SALT LAKE CITY — Orem native Isaac Caldiero achieved the impossible two years ago, becoming the only winner of NBC's extreme obstacle course competition "American Ninja Warrior." Now he needs to find his next impossible goal.

Caldiero said in an interview with the Deseret News that he's known in the rock climbing world for pioneering first ascents. But, he said, when he returns to climb mountains he's already scaled, he doesn't get the same rush.

He feels the same about "ANW." Returning for the 2018 season on June 18, he showed up clean-shaven in khaki pants and a collared shirt — a change from the shaggy beard and bare chest he sported in 2015 — and successfully made it through the Indianapolis qualifying obstacle course, seemingly without breaking a sweat. This time around, the "ANW" hero doesn't feel any pressure to win.

"I've already won. I already did what I set out to do. I did the impossible and I got that monkey off my back and now I can come back with a whole different attitude and mentality towards it," he said. "I know what it takes for me to win again as far as training goes and I don't really train anymore for it. I just don't have the same drive because I've already done it. … It'd be fun to win again but I'm not going to put in the time and effort and obsession that I did before."

Caldiero said he's yet to find something that can compete with what he accomplished on "ANW." He's already traveled the world and won $1 million. He said he used that money — after paying about half of it to Uncle Sam — to buy a home in Chatanooga, Tennessee. He also bought a truck, paid off some debt and invested in a pension plan. He's a responsible adult now.

Before "ANW," Caldiero bussed tables at a restaurant in Colorado when he wasn't working construction or teaching climbing in between traveling everywhere he could to rock climb. Now he travels around doing appearances on behalf of "ANW."

Caldiero said he enjoys inspiring others, especially children, to be healthy and fit. He's met 14-year-olds who have lost 100 pounds, and people of all ages whose lives have been transformed by his healthy example.
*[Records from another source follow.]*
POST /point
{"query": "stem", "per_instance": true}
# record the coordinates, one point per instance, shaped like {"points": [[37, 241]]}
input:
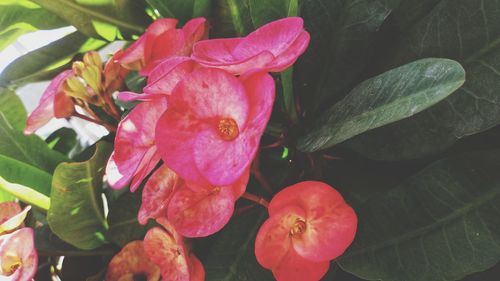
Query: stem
{"points": [[254, 198], [255, 169]]}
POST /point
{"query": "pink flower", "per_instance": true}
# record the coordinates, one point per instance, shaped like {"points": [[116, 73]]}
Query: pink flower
{"points": [[135, 154], [272, 47], [18, 256], [309, 224], [194, 210], [131, 262], [54, 103], [165, 247], [161, 41], [212, 129]]}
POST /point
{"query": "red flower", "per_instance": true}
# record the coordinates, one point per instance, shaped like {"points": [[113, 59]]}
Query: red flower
{"points": [[165, 247], [212, 129], [161, 41], [194, 210], [131, 262], [135, 154], [272, 47], [54, 103], [309, 224]]}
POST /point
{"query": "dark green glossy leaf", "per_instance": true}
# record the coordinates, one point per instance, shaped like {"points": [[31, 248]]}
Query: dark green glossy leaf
{"points": [[384, 99], [231, 256], [47, 61], [265, 11], [342, 35], [441, 224], [76, 213], [21, 16], [100, 19], [13, 109], [183, 10], [28, 149], [464, 30], [122, 219]]}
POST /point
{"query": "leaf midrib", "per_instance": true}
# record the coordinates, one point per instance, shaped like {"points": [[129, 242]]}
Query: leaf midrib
{"points": [[456, 214]]}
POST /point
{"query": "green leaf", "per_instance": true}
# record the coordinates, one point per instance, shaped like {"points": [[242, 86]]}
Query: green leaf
{"points": [[231, 256], [22, 16], [28, 149], [389, 97], [122, 219], [12, 109], [441, 224], [231, 18], [100, 19], [183, 10], [342, 35], [48, 244], [26, 194], [21, 173], [464, 30], [265, 11], [76, 212], [47, 61]]}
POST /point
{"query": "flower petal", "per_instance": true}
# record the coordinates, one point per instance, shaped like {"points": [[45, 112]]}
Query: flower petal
{"points": [[53, 103], [157, 194], [134, 139], [273, 240], [132, 261], [328, 218], [18, 256]]}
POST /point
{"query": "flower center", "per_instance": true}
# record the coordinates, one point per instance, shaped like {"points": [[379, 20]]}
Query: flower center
{"points": [[298, 227], [10, 264], [228, 129]]}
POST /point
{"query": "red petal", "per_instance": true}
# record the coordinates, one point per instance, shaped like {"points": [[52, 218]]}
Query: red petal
{"points": [[328, 219], [51, 104], [295, 268], [163, 250], [273, 240], [163, 79], [134, 139], [18, 248], [132, 261], [157, 193], [198, 102]]}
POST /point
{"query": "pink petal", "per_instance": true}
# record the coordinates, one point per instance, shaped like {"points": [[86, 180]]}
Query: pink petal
{"points": [[163, 79], [53, 103], [203, 212], [273, 240], [132, 261], [157, 193], [163, 250], [134, 139], [296, 268], [17, 249], [197, 104], [328, 218]]}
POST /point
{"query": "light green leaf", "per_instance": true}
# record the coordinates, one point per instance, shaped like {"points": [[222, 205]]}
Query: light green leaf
{"points": [[464, 30], [47, 61], [127, 16], [439, 225], [12, 109], [76, 213], [389, 97], [28, 149]]}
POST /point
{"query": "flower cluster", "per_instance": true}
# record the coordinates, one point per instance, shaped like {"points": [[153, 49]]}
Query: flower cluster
{"points": [[18, 257], [190, 141]]}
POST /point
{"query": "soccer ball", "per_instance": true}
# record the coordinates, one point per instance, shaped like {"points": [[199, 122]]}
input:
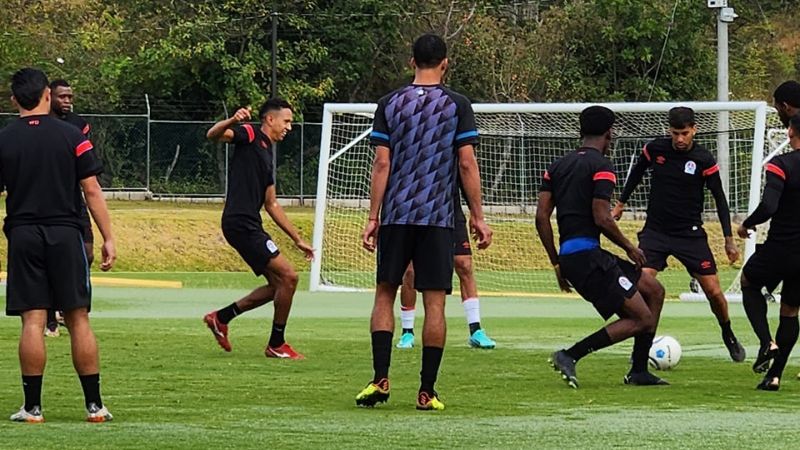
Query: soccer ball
{"points": [[665, 353]]}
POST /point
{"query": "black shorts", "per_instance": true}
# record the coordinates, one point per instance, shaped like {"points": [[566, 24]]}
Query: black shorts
{"points": [[601, 278], [460, 234], [771, 264], [88, 233], [47, 269], [429, 248], [255, 246], [693, 252]]}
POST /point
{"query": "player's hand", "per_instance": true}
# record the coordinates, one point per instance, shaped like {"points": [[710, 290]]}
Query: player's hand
{"points": [[616, 213], [637, 256], [305, 248], [481, 232], [562, 282], [242, 115], [731, 249], [109, 252], [369, 238]]}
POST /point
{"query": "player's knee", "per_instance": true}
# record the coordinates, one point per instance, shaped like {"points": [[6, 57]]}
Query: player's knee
{"points": [[463, 266]]}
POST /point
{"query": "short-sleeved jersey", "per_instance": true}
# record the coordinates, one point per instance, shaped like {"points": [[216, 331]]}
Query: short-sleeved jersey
{"points": [[42, 160], [423, 127], [575, 180], [677, 187], [78, 121], [783, 179], [250, 176]]}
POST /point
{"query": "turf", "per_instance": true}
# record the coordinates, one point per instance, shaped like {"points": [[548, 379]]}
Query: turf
{"points": [[169, 385]]}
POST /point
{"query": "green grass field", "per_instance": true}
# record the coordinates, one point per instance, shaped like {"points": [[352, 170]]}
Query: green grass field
{"points": [[170, 386]]}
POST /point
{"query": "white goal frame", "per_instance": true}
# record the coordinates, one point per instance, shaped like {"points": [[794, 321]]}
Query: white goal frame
{"points": [[328, 154]]}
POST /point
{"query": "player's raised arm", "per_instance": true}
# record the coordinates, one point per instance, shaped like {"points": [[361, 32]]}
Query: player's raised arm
{"points": [[222, 132], [633, 180]]}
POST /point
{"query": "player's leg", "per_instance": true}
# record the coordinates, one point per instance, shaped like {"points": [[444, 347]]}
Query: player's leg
{"points": [[470, 301], [408, 306], [282, 275], [433, 262], [786, 336], [68, 272], [395, 249]]}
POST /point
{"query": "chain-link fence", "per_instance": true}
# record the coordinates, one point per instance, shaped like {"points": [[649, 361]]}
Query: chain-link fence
{"points": [[174, 158]]}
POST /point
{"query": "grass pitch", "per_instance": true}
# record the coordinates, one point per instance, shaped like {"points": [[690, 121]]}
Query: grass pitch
{"points": [[170, 386]]}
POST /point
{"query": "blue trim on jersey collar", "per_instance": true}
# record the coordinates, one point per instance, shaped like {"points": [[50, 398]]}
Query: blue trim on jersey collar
{"points": [[466, 134], [579, 244], [380, 135]]}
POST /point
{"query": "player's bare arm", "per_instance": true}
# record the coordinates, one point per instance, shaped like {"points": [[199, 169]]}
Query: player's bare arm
{"points": [[222, 132], [96, 202], [544, 211], [380, 177], [602, 218], [471, 182], [278, 215]]}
"It inspires me to want to go back and put myself out there on the stage," he said. "I really don't like being on TV. I don't like being the center of attention and onstage like that. … At the end of the day, through that platform and through the moments of me putting myself out there on television, if I can inspire the world to do cool, great things, that's totally worth it."

Michael Hickey, NBC
Isaac Caldiero on the course of "American Ninja Warrior" in Indianapolis.
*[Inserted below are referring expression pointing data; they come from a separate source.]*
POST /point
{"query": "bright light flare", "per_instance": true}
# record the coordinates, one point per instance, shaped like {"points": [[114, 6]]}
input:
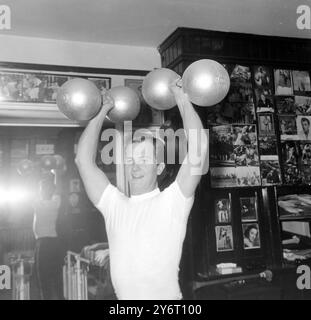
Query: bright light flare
{"points": [[78, 99], [14, 195]]}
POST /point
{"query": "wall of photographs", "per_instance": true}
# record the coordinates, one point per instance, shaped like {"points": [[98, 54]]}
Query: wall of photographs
{"points": [[264, 106], [246, 220]]}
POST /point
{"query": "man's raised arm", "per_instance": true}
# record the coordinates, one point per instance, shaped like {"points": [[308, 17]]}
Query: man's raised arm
{"points": [[95, 181], [196, 161]]}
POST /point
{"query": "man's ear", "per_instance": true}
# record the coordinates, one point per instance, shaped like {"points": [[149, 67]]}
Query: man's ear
{"points": [[160, 168]]}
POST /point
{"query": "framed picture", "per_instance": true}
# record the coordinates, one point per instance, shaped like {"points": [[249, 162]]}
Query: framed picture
{"points": [[262, 77], [223, 211], [39, 86], [304, 127], [249, 209], [251, 237], [148, 116], [224, 238], [28, 92], [270, 170], [301, 82], [283, 82], [266, 124]]}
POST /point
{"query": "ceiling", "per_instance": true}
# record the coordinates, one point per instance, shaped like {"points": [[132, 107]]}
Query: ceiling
{"points": [[149, 22]]}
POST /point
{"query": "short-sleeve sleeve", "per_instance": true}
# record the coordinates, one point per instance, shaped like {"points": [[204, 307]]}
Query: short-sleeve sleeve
{"points": [[108, 200], [180, 205]]}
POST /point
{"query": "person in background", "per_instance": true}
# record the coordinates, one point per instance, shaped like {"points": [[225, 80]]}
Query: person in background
{"points": [[146, 231], [305, 133], [251, 237], [48, 250]]}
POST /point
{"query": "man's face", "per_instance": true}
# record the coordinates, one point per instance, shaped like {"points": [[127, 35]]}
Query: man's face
{"points": [[140, 167], [305, 126]]}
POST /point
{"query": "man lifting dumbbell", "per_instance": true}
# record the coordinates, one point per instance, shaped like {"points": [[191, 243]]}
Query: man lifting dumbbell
{"points": [[146, 230]]}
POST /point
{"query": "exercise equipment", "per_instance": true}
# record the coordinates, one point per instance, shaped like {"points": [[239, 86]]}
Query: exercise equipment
{"points": [[22, 270], [206, 82], [79, 99], [48, 162], [25, 167], [75, 272], [266, 275], [156, 88], [126, 104]]}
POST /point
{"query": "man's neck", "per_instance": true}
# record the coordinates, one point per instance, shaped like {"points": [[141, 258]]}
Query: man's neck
{"points": [[140, 192]]}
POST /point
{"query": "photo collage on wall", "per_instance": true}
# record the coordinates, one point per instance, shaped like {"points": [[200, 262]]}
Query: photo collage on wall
{"points": [[267, 137], [249, 219], [223, 228], [38, 87], [293, 104], [234, 155]]}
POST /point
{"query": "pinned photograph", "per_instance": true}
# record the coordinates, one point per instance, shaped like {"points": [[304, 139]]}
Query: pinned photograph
{"points": [[303, 105], [292, 174], [248, 176], [285, 105], [223, 211], [267, 146], [304, 128], [11, 86], [306, 174], [244, 135], [223, 177], [301, 81], [305, 151], [239, 74], [262, 77], [224, 238], [288, 127], [251, 238], [264, 102], [246, 155], [289, 152], [248, 208], [266, 124], [241, 92], [270, 171], [231, 113], [283, 82], [221, 153]]}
But even fulfilled dreams can have a downside. Although Caldiero considers himself an athlete, the public sees him as a reality TV star. Unlike most reality TV, however, he said "ANW" is true unscripted drama. It takes a lot of athleticism to compete on the program and make it through any of the challenges, but only true fans of the show tend to realize that what they see on the program is real.

Caldiero discovered his love for the outdoors right here in Utah through participating in the Boy Scouts of America as a kid. The program was an outlet that gave him the drive to discover what he could do in Utah's mountains. He started mountain biking, hiking, snowboarding — then finally climbing when he was about 14 years old. He's been a professional climber for 20 years.
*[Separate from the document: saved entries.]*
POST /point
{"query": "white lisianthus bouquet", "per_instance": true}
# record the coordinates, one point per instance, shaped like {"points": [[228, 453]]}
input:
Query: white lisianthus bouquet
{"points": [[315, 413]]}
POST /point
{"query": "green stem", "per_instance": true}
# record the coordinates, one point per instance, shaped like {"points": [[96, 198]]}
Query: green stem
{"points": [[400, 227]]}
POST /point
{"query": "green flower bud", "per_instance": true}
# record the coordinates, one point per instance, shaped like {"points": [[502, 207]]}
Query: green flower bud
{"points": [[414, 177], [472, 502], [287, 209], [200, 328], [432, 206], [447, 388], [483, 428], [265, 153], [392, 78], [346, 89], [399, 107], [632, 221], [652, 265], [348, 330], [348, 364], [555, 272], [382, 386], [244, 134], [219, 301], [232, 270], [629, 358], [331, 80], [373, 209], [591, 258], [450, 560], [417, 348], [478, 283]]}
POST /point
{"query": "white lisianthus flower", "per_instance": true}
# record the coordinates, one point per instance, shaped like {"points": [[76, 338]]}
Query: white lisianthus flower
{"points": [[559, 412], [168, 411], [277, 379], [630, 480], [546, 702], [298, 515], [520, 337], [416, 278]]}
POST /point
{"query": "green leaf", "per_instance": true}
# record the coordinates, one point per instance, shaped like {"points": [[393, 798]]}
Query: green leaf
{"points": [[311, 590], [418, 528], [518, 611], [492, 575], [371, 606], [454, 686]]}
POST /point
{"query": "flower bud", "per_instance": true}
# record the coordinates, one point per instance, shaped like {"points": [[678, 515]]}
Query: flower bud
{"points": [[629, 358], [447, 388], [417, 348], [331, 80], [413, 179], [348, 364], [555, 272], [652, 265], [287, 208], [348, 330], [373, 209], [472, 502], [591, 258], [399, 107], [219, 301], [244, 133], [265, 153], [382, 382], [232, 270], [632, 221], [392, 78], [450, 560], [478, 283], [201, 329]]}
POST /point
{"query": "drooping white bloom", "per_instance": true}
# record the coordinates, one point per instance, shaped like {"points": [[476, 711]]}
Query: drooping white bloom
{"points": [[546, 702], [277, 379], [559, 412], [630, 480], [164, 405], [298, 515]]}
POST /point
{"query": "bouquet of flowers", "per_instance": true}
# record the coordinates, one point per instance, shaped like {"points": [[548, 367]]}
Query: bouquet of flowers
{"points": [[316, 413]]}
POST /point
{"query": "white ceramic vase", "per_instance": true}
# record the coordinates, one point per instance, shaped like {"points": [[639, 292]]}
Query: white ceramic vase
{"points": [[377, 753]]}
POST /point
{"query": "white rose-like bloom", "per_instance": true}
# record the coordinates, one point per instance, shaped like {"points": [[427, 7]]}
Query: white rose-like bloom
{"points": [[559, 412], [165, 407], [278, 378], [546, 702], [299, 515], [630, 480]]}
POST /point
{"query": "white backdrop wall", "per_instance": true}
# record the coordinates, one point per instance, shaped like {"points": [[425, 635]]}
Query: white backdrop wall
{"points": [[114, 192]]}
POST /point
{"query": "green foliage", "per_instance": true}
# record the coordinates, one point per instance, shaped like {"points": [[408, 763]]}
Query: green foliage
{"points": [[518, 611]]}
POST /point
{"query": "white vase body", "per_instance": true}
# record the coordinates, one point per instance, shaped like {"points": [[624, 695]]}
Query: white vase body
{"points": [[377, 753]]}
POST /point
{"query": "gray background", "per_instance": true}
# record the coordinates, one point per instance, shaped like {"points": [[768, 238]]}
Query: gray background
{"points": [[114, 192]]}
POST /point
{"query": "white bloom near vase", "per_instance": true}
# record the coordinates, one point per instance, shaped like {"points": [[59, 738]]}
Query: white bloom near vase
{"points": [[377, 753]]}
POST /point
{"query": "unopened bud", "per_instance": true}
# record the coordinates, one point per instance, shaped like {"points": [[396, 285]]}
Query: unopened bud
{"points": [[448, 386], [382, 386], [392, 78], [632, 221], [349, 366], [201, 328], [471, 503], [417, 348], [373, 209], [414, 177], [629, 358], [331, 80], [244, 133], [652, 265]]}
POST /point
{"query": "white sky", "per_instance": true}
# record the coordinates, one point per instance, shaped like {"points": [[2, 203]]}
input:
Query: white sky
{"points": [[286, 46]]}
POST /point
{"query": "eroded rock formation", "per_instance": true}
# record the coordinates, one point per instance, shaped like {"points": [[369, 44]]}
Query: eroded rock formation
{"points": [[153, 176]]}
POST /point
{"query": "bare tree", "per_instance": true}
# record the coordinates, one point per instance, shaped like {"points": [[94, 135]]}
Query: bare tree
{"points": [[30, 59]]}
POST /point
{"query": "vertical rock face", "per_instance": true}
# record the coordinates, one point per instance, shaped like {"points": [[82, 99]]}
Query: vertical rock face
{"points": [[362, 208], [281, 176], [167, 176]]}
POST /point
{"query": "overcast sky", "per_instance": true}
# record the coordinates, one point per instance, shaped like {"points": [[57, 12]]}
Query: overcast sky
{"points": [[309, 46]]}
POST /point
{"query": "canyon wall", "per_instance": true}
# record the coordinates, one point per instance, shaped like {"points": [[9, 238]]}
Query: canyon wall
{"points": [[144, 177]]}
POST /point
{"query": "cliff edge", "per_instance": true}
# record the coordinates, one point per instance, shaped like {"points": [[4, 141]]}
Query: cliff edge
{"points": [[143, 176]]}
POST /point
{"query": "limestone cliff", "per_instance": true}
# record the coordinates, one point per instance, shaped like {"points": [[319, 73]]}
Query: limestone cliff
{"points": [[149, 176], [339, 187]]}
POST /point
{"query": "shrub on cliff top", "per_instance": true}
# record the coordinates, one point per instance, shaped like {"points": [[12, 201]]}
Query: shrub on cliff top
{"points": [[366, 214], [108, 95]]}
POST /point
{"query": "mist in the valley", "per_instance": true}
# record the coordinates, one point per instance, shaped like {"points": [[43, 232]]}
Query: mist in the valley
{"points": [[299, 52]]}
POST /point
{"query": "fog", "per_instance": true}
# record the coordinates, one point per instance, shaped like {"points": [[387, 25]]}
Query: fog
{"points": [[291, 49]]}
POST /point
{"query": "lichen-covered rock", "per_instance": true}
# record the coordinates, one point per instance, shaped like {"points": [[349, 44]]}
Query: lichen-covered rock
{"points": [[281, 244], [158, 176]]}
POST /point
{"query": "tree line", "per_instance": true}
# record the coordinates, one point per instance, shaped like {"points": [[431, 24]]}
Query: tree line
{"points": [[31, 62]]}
He said the mountains of Utah have the best climbing in the world. His family still lives in the Beehive State, and every time he comes back to visit he's amazed.

"Of all the places I've ever been, I always come back to Utah and I'm like, 'Wow, Utah is pretty freaking awesome,'" he said.

Isaac Caldiero's next appearance on "American Ninja Warrior" will be on Monday, Aug. 6. "American Ninja Warrior" airs Mondays at 8 p.m. on NBC.